İşte bu yüzden dış düşman, politikacı, tarikat ve cemaat işbirliğinden şikâyetçiyiz. Tarım ve hayvancı bir millet iken yanına sanayiciliği de eklemiştik. Son 22 yıl iğneden ipliğe dışa bağımlı olmuşsak, paramız da puldan kıymetsiz hale gelmişse şikâyetçiyiz demek hakkımızdır. O zaman birileri, hala bu krizi biz durdururuz diyerek ve bilerek suç işlemeğe devam ediyor demektir.

Bilerek suç işlemenin kasıt, bilmeden suç işlemeye de dikkatsizlik dendiğini hukuku az bilen ben dahi duydum. Mesela bütçe konuşmalarında tarikatlar için çıkış yapan bakan, biraz zorlanıp birkaç gün sonra geri çark ederek masum olabilir mi? Yıllardır bitmeyen ekonomik krizden dolayı borç para arıyoruz ama bulamıyoruz. Birde açıkça anayasa ve yasaları tanımıyoruz. O zaman hem suçlu hem de güçlü sayılmaz mıyız?

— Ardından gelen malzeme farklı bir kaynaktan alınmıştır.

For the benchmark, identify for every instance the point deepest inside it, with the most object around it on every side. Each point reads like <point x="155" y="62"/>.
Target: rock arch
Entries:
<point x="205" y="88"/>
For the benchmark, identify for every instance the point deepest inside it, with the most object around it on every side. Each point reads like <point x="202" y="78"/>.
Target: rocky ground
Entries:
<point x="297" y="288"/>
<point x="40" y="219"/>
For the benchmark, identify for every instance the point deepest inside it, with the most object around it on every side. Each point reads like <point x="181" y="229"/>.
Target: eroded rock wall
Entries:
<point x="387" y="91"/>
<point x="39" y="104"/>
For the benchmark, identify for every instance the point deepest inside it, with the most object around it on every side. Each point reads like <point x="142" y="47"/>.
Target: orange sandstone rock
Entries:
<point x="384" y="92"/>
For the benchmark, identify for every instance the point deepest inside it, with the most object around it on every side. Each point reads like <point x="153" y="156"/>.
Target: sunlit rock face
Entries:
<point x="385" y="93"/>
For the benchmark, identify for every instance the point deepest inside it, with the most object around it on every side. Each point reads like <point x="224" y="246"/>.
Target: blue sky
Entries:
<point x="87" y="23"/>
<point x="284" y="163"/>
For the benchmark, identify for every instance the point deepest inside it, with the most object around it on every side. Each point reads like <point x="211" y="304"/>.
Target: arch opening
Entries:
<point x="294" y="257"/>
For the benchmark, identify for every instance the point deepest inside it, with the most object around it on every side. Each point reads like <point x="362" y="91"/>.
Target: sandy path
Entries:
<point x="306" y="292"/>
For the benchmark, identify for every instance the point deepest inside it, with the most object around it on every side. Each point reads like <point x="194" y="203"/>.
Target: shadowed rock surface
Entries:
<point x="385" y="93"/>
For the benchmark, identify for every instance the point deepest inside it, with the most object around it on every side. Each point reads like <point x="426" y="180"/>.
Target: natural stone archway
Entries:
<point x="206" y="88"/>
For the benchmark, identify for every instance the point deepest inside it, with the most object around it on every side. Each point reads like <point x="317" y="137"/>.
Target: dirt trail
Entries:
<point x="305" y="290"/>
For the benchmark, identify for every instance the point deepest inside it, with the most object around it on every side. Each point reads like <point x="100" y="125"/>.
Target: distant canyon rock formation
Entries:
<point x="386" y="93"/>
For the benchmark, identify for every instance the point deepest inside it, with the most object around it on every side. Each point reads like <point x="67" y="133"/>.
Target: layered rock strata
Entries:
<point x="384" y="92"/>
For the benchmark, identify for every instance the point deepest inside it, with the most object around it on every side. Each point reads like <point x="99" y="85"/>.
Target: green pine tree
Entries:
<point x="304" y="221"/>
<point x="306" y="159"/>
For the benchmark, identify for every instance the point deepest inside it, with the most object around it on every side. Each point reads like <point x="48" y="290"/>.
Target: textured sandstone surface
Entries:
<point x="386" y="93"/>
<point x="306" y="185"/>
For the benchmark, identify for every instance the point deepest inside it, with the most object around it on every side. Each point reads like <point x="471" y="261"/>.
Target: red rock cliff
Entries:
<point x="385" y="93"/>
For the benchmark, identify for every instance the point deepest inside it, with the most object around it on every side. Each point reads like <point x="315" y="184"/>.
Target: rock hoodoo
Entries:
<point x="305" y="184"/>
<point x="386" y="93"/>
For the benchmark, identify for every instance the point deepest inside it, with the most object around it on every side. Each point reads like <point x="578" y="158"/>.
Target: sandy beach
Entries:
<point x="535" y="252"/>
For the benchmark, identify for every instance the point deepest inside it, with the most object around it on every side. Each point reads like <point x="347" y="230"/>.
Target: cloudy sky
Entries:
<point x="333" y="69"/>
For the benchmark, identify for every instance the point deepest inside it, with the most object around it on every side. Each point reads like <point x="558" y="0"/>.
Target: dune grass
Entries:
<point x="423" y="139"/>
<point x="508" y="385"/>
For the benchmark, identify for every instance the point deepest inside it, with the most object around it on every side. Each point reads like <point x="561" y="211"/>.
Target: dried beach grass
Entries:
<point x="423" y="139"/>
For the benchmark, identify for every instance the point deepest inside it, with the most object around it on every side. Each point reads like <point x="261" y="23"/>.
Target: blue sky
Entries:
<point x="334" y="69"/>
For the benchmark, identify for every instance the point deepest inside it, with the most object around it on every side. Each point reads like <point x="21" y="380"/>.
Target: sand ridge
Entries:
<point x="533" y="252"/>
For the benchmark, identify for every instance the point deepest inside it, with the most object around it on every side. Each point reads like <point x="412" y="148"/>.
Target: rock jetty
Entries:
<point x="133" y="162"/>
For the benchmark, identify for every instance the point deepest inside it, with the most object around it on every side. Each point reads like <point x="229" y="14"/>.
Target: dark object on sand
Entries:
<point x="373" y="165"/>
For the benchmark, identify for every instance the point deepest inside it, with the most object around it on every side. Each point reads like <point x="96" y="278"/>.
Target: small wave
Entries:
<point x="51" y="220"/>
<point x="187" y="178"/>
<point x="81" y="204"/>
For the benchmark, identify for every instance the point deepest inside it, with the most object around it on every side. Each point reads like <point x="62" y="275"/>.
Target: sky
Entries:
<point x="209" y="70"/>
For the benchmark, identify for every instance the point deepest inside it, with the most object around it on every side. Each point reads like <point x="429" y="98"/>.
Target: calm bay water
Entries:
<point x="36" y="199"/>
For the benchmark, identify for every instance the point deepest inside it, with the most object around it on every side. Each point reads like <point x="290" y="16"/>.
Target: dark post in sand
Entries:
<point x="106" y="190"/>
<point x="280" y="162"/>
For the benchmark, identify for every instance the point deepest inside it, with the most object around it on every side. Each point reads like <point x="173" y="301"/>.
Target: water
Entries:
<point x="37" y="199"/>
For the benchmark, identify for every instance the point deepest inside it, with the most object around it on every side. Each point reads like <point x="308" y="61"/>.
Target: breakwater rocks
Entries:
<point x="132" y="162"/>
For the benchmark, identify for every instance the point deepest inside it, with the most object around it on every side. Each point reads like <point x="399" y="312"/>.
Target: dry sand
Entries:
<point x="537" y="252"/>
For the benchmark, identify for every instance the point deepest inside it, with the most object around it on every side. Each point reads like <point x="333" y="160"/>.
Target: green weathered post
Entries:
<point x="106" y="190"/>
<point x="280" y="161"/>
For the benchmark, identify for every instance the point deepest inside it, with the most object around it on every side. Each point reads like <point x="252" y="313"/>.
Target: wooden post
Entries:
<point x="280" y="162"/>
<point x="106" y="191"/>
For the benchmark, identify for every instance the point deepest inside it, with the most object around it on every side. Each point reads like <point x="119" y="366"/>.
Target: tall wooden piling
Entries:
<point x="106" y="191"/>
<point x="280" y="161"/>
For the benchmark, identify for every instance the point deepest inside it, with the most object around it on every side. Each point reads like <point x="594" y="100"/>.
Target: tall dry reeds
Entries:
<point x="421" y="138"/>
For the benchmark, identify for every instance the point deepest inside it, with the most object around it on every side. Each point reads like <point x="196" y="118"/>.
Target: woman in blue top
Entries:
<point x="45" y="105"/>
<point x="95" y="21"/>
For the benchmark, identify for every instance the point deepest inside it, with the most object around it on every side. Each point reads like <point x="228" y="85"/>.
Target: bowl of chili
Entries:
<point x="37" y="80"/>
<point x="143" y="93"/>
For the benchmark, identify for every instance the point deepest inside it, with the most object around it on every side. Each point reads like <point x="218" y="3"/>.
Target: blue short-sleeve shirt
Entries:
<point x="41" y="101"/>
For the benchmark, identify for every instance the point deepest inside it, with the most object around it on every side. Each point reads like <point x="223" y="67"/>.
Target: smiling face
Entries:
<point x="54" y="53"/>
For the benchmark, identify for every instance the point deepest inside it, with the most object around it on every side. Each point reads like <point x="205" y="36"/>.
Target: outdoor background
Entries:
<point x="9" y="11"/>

Yaşlı ve sade bir vatandaşım. Eleştiri bahanesiyle karalayıp çamur atmanın bana bir yararı olmayacağının bilincindeyim. Güzel olan her işe olumlu bakmaya çalışıyorum. Söz konusu ülke çıkarı ise fanatizmin gereksiz hatta zararlı olduğu kanısındayım. Köle seçmenlerin siyasal iradesizliğinin zararı kadar, fanatizm de zararlıdır. Çünkü bizim tek vatanımız var o da Türkiye Cumhuriyeti’dir.